言語というのは、住んでいる地域がわずかに違うだけでも、同系統でも数多くのバリエーションが存在する。そのどれかを基準にして保護して、他は亜種として切り捨てるのか、全てを保護するのか。現実問題として、後者は限りなく困難と思われるけれど、とはいえ前者の場合、選ばれた保護対象の言語と、亜種とされた言語はどう違うのか、ということになる。
「保護」という考え方にも難しさがありそう。本来、残されるべきなのは、その土地に住んでいる人たちが日常的に使っている言語(母語、ということになるのかな)のはずで、だからこそ、全ての言語を残すのが本来の筋と思われるのだけど、「保護」という形を取る以上は、従来のやり方からすれば、文法や単語、正書法などを定めて、それに基づいて標準化されることになると思われる(そう考えれば、やはり数多くのバリエーション全てを保護するのは非現実的)。そのように規格化された言語は、日常的な言語という性格を維持できるのか。また、現実にはその地域の住民が、日常的には必要性から、もっと大規模に使われている言語を使っていて、少数言語は教科書に基づいた知識でしかないとしたら、それはその言語が残っていると言えるんだろうか。実際には必要性が希薄化してなくなりかけているのを、観光資源として無理やり残している、伝統工芸の保護みたいなものに、なってしまうんでは。
言語というのは、あくまでもコミュニケーションの手段だから、実質的にその機能が失われてしまったら、それはもう、残っているとは言えないのではないんだろうか。
そういうことを考えると、なくなりそうなものを残したいという、漠然とした願望だけでは、事態は進まないと思えてくる。少数言語を残していく積極的な意味を明確化しなければ、おそらく先はなさそう。
結局は、その言語を母語とする人たちの、残したいという意思にかかってくるように思える。
ただ、自分が今までに見た限りでは、少数言語を残すことの意味として挙がっているのは、少数言語の発生の起源をたどるため、少数言語の支えている文化を継承するため、といったあたりで、それは必要なことだとは思うけれど、実際の生活者が言語を存続させようと考える強いモチベーションにはつながらないように思える。今のような時代では、より多数の人々とコミュニケーションが取れることの方が重要と考える人が多いだろうし、そのためには、多数言語の方が圧倒的に有利なはず。
他の言語ではとても長ったらしい説明が必要な言葉が、ある言語では一言で表す言葉がある、みたいなことは、言語に関する本を読んだりしていると、しばしば目にする。それはつまり、その言語を持つ文化が、どういうものを重要視してきたかというのを意味しているはずで、その文化の固有性を示すものだと思う。
また、ある言語と別の言語では、中心的には同じ意味を持つ言葉であっても、意味の広がりが全然違っているというのも、実はかなりよくあることのように感じているし、そこも文化による視点の違いを示すものだと思う。
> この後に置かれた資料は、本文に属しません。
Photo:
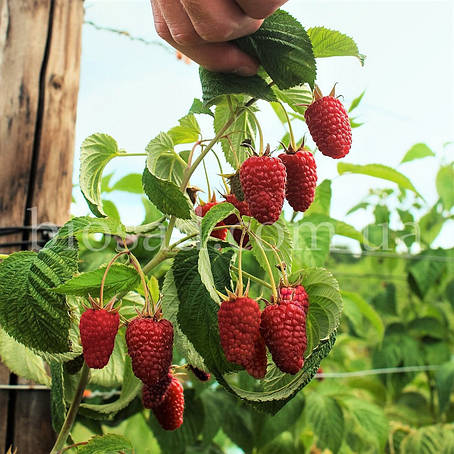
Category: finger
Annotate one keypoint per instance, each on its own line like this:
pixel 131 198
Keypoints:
pixel 219 20
pixel 259 9
pixel 178 23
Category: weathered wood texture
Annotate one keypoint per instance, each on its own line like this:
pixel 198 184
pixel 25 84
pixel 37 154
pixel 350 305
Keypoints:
pixel 40 44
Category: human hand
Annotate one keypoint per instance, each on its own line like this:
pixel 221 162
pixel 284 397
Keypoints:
pixel 202 29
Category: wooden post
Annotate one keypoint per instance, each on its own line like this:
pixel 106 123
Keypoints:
pixel 40 44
少数言語・言語の多様性が失われるということは、そうした異なった視点から物事を見る可能性が狭まっていくことになるから、それは人間にとってあまりいいことではないはず。とはいえ、そういうことも、生活者の日常的な関心事にはあまり関係がないように思える。
そう考えていくと、「言語多様性の継承」は、かなり困難なことのように思えてくる。
もちろん、著者はそんなことは全て理解した上で、結論には至らないとはいえ、本書の終盤で著者が行っているような、どういう形であれば言語多様性の継承が可能なのかという考察は、大切だろうと思う。
それから、仮に継承が困難だとしても、少なくとも、多数言語が少数言語を意識的に圧迫して、衰退を加速するようなことは止めるべきだと思う。たとえば「標準語」が地方の言葉を「方言」と規定して、そうした言葉の使用を蔑むようなことは、されるべきではない。それは実行可能なことだし、それによって少数言語の衰退は、止められないまでも、遅らせることは出来るはずだな。